Ignoring the fact that our labour relations work
Date Released: Wed, 16 October 2013 11:40 +0200
Not for the first time, a vast gulf has opened up between the country in which we live and the one in many people’s heads.
In the wake of BMW’s statement that its South African operation lost a new model because of the motor components strike and an International Monetary Fund report partly blaming industrial action for below-par growth, the air is again thick with lamentations about the damage strikes are said to do to the economy.
We have heard all of this before. But that we are hearing it this year means that most of us have not noticed one of the success stories of this year — that our labour relations system has shown, despite dire predictions to the contrary, that it is up to the task of handling conflict in our workplaces.
As this will sound strange to people who have convinced themselves that we are overwhelmed by strikes, look at the evidence. Last year, after the Marikana killings, we were told that the bargaining system was collapsing as worker militancy threatened to hold the economy hostage.
There was good reason to believe we were headed for a very rough bargaining season this year.
Conflict on the mines, in transport and on the farms signalled that the gap between what workers feel they need and employers are willing to pay was widening dangerously.
The costs of our failure to deal with poverty and inequality were hidden when the global economy was healthy, but the party is over. Workers are battling to repay loans, which enabled them to feed jobless dependants or to maintain the standard of living that earns respect in this society, or both, and employers are insisting that they cannot afford the ensuing wage demands.
On the mines, pressure was enhanced because the Association of Mineworkers and Construction Union (Amcu) had recruited thousands of National Union of Mineworkers (NUM) members by promising that it could win workers a better deal. It seemed inevitable that Amcu would have to call a lengthy strike to show it could achieve what it promised and that the NUM would have to do the same lest it continue to lose members. And in the back of some minds were fears of another public-sector strike.
Given all of this, the performance of the bargaining system has been remarkable. Yes, we had strikes, but those on the mines were very short, defying all expectations. Those in industry have not reached anywhere near the expected levels. There were few reports of strike violence, possibly because it becomes more likely the longer strikes last and most strikes were quickly over.

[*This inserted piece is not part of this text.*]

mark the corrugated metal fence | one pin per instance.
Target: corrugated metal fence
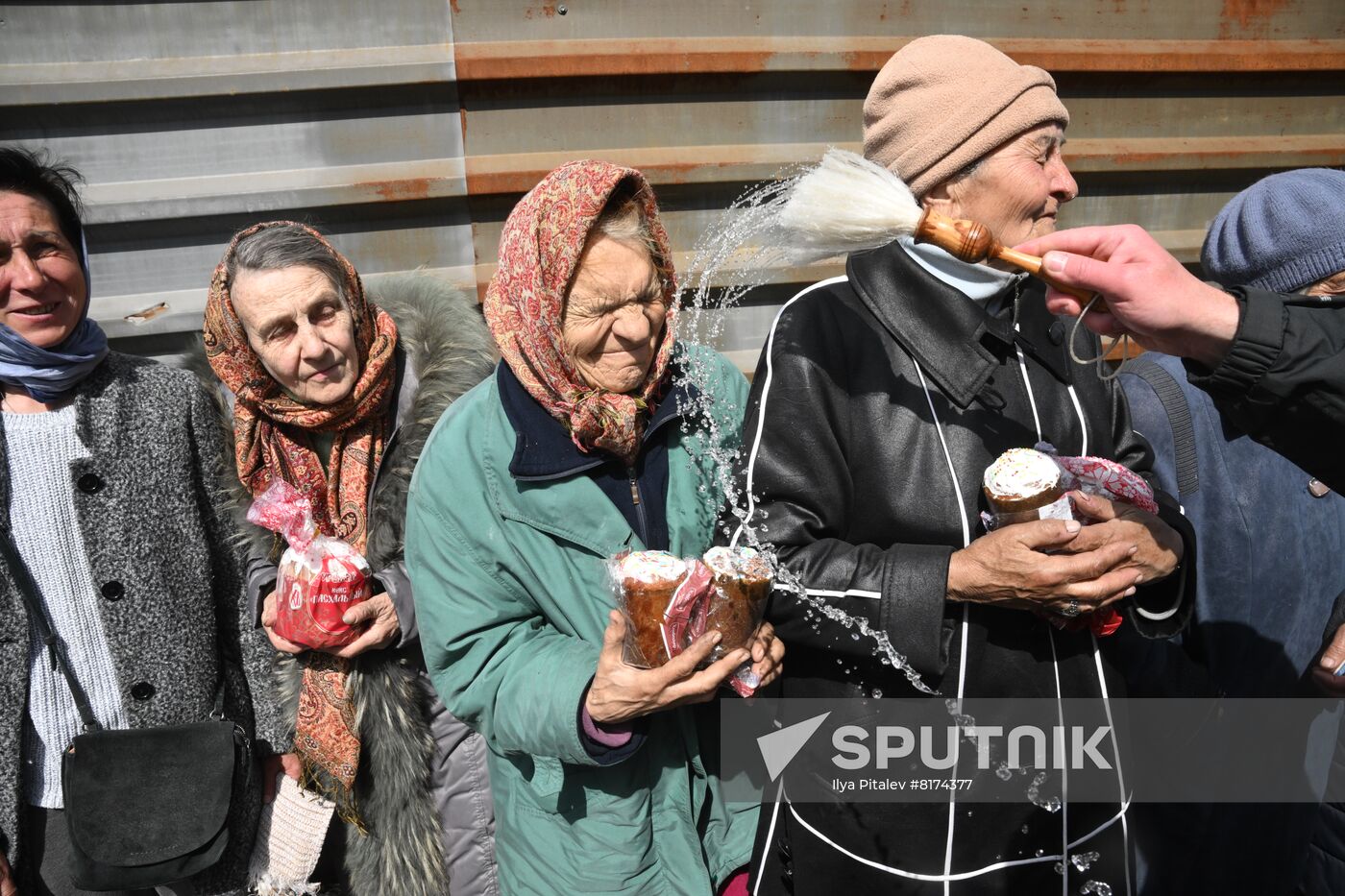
(409, 128)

So the system works. It might operate oddly at times as unions demand huge increases and then happily settle for modest raises. But it settles most labour disputes. Last year’s breast-beating has been revealed for the hysteria it was: workers continue to be represented by unions, which negotiate compromises with employers. This is one of our key assets.
So why doesn’t the debate recognise this? Because prejudices about workers and unions remain deep-rooted. The way in which strikes are covered by our media contributes to this.
Specialised labour reporting seems dead. One of the casualties is that media are no longer willing to interview strikers to find out their side of the story. At most, they will interview union leaders, who make stock statements about workers’ need for more money but add nothing to understanding why people strike.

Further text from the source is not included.